Impairment: What You Need to Know

Accounting impairments are very common, often coming alongside a big miss in a company's headline earnings report. Before assuming the worst, investors should become familiar with this common accounting charge, and know how it works.

With the help of a historical example, let's make sense of accounting impairments, and what they mean for investors.

What impairments are and where they commonly come fromCompanies report the value of their assets on their balance sheet. If an asset is later determined to be too highly valued, an adjustment -- an impairment -- can be made to reduce an asset's value to reflect a more accurate value.

Impairments can affect any number of balance sheet items, but they're most commonly associated with goodwill. Microsoft stands as a great case in understanding how impairments, especially goodwill impairments, affect a company.

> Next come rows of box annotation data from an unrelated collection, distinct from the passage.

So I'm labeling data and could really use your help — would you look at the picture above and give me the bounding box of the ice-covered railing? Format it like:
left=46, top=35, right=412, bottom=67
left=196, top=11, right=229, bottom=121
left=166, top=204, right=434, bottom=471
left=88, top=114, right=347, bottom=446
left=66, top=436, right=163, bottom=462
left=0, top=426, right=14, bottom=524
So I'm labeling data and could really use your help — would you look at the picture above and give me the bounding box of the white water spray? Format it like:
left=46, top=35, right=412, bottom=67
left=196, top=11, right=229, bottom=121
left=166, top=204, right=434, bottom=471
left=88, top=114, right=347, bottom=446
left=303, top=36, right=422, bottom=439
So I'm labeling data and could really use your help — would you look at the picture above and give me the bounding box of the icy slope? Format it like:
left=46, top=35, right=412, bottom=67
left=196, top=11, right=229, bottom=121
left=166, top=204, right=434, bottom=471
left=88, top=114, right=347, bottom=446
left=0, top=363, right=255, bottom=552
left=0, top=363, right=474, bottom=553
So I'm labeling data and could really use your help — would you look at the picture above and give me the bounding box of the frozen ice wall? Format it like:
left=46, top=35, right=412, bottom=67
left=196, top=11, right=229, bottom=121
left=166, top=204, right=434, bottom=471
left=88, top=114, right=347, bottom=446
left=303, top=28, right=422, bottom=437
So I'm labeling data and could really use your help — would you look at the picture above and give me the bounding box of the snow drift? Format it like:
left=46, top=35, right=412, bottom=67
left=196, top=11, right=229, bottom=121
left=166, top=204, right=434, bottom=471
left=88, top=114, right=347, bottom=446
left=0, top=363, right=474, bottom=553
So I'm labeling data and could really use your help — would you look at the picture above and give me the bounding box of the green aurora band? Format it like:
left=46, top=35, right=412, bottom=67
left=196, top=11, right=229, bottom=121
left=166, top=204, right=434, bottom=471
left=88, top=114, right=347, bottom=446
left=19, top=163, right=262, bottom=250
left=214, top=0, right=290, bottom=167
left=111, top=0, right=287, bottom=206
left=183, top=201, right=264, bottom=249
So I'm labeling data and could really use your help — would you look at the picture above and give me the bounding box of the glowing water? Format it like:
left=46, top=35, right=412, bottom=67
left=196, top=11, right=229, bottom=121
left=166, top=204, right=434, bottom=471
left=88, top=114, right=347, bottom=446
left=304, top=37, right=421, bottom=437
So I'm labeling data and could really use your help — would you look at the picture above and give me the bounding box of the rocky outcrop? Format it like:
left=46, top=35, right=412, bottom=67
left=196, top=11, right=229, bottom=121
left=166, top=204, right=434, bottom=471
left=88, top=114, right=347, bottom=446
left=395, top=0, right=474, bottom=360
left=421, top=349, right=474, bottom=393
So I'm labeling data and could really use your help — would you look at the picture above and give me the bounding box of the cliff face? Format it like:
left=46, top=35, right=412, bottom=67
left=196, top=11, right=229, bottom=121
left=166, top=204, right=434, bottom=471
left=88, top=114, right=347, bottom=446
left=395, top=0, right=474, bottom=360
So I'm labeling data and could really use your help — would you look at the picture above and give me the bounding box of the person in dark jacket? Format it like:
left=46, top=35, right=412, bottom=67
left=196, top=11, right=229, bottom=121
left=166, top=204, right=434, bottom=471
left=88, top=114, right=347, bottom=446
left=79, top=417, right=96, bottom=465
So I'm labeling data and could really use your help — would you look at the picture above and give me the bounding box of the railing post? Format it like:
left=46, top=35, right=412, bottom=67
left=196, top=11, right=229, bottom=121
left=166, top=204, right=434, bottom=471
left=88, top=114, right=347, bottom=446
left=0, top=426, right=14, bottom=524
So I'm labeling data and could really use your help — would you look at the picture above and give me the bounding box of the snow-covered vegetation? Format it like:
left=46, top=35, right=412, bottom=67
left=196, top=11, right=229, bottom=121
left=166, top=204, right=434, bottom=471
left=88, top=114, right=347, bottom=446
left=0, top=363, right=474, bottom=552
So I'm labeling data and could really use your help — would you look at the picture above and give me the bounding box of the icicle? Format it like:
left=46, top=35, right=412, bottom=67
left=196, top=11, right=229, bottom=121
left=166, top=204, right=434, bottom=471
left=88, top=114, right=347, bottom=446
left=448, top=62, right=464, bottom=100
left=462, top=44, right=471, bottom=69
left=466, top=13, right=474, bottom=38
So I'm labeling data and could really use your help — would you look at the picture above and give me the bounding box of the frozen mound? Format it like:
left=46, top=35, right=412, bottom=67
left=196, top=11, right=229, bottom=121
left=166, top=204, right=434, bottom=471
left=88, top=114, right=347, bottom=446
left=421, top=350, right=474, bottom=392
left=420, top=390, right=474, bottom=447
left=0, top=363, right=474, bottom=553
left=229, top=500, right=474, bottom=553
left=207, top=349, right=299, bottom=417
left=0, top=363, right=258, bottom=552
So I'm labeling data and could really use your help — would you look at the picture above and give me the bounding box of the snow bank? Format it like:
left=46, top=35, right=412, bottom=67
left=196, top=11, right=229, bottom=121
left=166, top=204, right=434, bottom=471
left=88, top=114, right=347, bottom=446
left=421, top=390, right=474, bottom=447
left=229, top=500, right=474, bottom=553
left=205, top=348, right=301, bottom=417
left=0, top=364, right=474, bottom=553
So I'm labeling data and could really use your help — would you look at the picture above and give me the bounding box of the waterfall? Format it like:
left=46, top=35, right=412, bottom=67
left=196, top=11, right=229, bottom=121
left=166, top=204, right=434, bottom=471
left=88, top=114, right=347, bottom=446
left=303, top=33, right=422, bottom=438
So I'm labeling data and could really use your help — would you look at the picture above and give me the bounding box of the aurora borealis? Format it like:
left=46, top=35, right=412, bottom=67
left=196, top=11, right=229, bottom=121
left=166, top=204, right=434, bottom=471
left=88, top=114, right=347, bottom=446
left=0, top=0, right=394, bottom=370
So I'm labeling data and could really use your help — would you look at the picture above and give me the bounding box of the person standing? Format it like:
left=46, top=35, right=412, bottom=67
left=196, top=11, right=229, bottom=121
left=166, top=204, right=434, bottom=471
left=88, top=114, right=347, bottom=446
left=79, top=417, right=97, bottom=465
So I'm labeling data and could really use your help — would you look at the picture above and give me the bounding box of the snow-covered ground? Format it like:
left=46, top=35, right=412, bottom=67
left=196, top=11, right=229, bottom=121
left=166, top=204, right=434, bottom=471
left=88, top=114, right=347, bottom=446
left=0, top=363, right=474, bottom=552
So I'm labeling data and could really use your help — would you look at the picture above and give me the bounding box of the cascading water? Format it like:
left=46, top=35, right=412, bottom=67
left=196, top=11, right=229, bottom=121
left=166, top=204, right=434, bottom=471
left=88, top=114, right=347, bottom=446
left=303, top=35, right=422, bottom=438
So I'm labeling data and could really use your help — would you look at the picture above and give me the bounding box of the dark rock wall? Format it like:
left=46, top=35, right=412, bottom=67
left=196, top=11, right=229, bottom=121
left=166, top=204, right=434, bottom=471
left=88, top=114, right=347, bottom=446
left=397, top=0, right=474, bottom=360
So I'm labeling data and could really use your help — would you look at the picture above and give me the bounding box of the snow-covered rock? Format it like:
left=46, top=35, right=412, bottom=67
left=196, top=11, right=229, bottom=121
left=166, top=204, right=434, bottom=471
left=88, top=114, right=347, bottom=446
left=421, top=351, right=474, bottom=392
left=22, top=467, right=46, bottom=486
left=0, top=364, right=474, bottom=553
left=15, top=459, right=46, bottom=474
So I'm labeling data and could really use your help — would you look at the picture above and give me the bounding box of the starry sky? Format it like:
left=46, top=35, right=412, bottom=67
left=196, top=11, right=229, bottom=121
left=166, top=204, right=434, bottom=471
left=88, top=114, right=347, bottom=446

In 2007, Microsoft was looking for ways to grow its online advertising business. It later identified a company by the name of aQuantive, a promising online advertising company that would make for a good bolt-on acquisition to grow its business.

Ultimately, Microsoft figured that the company was worth approximately $5.9 billion, and it agreed to purchase the company at that price. But now it had to account for the acquisition. aQuantive's assets and liabilities were accounted for as assets and liabilities. But those assets only explained a portion -- less than $1 billion -- of the company's purchase price.

After all, Microsoft wasn't buying aQuantive just for its assets. It was buying the company for its expected future profits. And to balance out the difference between what Microsoft paid for aQuantive and the assets it received in the sale, it had to record $5.2 billion of goodwill on its balance sheet. (Goodwill is essentially a placeholder that says "this is how much we overpaid for a company's assets, with the assumption we'll make it back with earnings over time.")

Microsoft explained how it accounted for the aQuantive acquisition in its financial filings:

Source: Note 8 of Microsoft's 2008 Annual Report

As you can imagine, making projections about a company's value today based on the future is a little fuzzy. After all, aQuantive's ultimate value to Microsoft would be determined by its earnings over the next 10, 20, or even 100 years. Valuing a business requires a whole lot of guesswork, which will only be proven accurate or inaccurate as time goes on.

Each year, Microsoft had to review its goodwill for aQuantive. If the business was performing better than expected, it would simply leave goodwill as it was. If the business performed poorly, however, Microsoft would impair its goodwill balance to reflect its new expectations for the company.

Fast forward ...The aQuantive acquisition proved to be one of Microsoft's biggest acquisition blunders. Five years after its acquisition, in 2012, Microsoft reported its first-ever quarterly loss on its income statement. Many people, unfamiliar with accounting, saw this as an incredible event -- one of the most profitable technology companies in the world was suddenly losing money!

What really happened, though, was far more benign. Microsoft simply impaired goodwill by $6.2 billion to primarily reflect that the acquisition of aQuantive hadn't worked out to plan. That charge, which negatively affected earnings by roughly $6.2 billion that quarter, led to a net loss for the quarter.

Here's how it appeared on Microsoft's income statement for the year:

Source: Page 47 of Microsoft's 2012 Annual Report

Investors, of course, were unfazed. If Microsoft took a $6.2 billion impairment, then clearly its acquisition wasn't panning out well. And for it to take that charge meant that aQuantive, the company it acquired, probably wasn't a key driver of revenue or earnings in prior periods.

Thus, one could reasonably determine that this impairment, though significant in the sense that Microsoft wasted $6.2 billion on acquisitions in the past, wasn't necessarily a sign that things would be bad in the future. The stock hardly budged, even though the company's 26-year record of quarterly profitability had come to an end.

Impairments are kind of bad, maybeAt the end of the day, impairments are generally bad news in the sense that a company is writing down the value of one or many assets on its balance sheet. But in most cases, an impairment happens after the worst has come to fruition, and investors have come to expect them.

Under Generally Accepted Accounting Principles, or GAAP, used in the United States, the reversal of impairment losses is prohibited. Thus, companies tend to push off impairments for as long as they can, making impairments only when they are certain the losses are permanent.

So, in a way, impairments aren't exactly surprising. (Microsoft warned in advance that it planned to impair its goodwill balance prior to its fourth-quarter earnings in 2012.) But they aren't to be ignored. Impairments do have some significance -- a history of goodwill impairments would suggest a company isn't a very thoughtful acquirer of others, for instance, a claim many have made about Microsoft for years and years.